第二部分,要證明 (1) 的否定,即是要證明,不可能知道「 P 為真,而且不知道 P 為真」。方法是:透過歸謬法,假設我們知道那個複合命題,最終推論出矛盾,所以不可知道那個複合命題。嚴格來說,在古典邏輯裡,假設「 p 」,透過歸謬法證明 p 有矛盾,所推出的結論是「 ∼p 」,而不是「不可能 p 」。但是知態邏輯(epistemic logic)有相應的規則,可以推論出「不可能 p 」,那條規則需要一點邏輯背景才能理解,所以我故意將它略過。

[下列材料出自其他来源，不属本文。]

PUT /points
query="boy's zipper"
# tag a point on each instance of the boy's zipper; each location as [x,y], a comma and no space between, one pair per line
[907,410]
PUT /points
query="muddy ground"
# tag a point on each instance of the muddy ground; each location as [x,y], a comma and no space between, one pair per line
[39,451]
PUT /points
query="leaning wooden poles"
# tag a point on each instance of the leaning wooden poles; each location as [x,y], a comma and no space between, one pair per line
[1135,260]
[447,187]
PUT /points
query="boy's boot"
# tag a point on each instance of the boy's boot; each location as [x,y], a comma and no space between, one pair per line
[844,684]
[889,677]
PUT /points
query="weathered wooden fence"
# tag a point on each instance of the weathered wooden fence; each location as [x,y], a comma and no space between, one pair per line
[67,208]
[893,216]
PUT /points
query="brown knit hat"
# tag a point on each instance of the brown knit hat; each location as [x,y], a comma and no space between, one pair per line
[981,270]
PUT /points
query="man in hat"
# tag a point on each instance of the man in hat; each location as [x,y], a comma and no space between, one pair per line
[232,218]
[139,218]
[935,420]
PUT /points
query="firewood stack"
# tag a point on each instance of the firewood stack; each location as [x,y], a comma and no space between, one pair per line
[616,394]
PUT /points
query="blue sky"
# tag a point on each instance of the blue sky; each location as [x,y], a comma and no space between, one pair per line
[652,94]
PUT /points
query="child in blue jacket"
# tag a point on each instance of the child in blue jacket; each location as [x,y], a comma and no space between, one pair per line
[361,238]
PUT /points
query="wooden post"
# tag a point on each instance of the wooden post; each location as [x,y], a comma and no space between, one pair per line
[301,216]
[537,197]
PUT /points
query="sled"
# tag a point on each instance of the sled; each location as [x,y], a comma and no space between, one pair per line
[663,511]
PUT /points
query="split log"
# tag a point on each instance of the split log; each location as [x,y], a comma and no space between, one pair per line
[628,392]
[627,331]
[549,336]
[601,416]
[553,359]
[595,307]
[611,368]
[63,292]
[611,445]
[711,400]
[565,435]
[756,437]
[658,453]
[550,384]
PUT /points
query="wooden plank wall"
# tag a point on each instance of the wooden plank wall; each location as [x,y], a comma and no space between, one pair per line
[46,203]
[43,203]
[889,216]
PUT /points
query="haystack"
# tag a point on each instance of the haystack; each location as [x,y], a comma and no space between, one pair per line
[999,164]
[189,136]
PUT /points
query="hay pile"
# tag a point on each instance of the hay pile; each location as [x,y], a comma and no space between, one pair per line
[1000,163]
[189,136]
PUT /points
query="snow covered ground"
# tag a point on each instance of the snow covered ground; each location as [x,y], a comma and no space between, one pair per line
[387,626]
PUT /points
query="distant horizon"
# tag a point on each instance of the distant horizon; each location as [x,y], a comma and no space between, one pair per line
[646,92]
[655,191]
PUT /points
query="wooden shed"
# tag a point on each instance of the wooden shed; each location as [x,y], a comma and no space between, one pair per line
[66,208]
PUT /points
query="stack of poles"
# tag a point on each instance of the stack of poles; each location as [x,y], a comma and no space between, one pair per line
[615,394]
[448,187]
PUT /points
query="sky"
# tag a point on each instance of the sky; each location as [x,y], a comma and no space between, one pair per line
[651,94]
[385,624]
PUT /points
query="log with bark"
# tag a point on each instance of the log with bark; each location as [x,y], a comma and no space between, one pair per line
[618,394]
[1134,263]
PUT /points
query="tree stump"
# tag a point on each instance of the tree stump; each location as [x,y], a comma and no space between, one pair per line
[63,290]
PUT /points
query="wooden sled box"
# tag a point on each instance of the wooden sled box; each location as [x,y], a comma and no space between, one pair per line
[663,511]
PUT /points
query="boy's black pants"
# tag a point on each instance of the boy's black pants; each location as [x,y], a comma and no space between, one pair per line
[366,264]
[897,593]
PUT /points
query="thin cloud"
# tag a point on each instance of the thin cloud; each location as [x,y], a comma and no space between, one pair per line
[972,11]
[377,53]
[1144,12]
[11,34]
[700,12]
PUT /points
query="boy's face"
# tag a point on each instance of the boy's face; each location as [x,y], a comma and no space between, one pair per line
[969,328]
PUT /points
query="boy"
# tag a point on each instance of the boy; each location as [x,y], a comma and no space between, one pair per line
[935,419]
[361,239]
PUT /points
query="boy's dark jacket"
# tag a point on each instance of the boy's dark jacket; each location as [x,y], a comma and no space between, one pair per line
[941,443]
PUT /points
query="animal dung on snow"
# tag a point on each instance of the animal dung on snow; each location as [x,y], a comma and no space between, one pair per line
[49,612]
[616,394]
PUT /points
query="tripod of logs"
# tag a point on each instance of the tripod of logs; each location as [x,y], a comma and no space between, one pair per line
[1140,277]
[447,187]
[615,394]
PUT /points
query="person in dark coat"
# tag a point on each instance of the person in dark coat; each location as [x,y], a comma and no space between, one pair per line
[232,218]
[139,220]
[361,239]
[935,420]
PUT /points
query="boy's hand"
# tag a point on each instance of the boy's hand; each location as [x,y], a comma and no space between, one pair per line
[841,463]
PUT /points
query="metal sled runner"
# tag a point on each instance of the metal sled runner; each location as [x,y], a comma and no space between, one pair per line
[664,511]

2. 知道「 P 為真,而且不知道 P 為真」(假設,為了做歸謬法)
3. 知道 P 為真,而且,知道不知道 P 為真 (根據2, C)
4. 知道不知道 P 為真(根據3, Simp)留意我一開始已約定:「知道 P 為真」是「我們知道 P 為真」。因此,「知道不知道 P 為真」其實是「我們知道我們不知道 P 為真」。
5. 不知道 P 為真(根據4, D)
6. 知道 P 為真(根據3, Simp)
7. 知道 P 為真,而且,不知道 P 為真(根據6, 5, Conj)

由於 (2) 蘊涵 (7) ,而 (7) 有矛盾,所以 (2) 也有矛盾── (2) 不可能為真。換句話講,這個論證證明 (2) 是不可能的,即是:

8. 不可能知道「 P 為真,而且不知道 P 為真」

很明顯 (1) 和 (8) 互相矛盾。大功告成!


6 comments:

  1. I just find out this blog through a friend's Facebook sharing (of another entry of your blog). I find this paradox you explain here very interesting. I hope you don't mind my asking a question.

    It seems that from (7), we don't get (8), but the negation of (2). If we want to get the modal claim (8), we need to infer from not-(2) to necessarily not-(2). But it seems that this is not a legitimate move in this context because we are under the scope of the assumption (1).

    It's like, although the following inference is legit:

    (1) P [Assumption]
    (2) P [Taut. (1)]
    (3) P --> P [C.P. (1), (2)]
    (4) Necessarily, P --> P [Necessitation (3)]

    the following inference is not legit:

    (1) P & Q [Assumption]
    (2) P [Simplification (1)]
    (3) Necessarily, P [Necessitation (2)]

    If I am right, we do not have the contradiction between (1) and (8) you need. Then, apparently there is no paradox. All we must say is:

    (a) it is possible (for one) to know that (X and one does not know that X);
    (b) one does not know that (X and one does not know that X).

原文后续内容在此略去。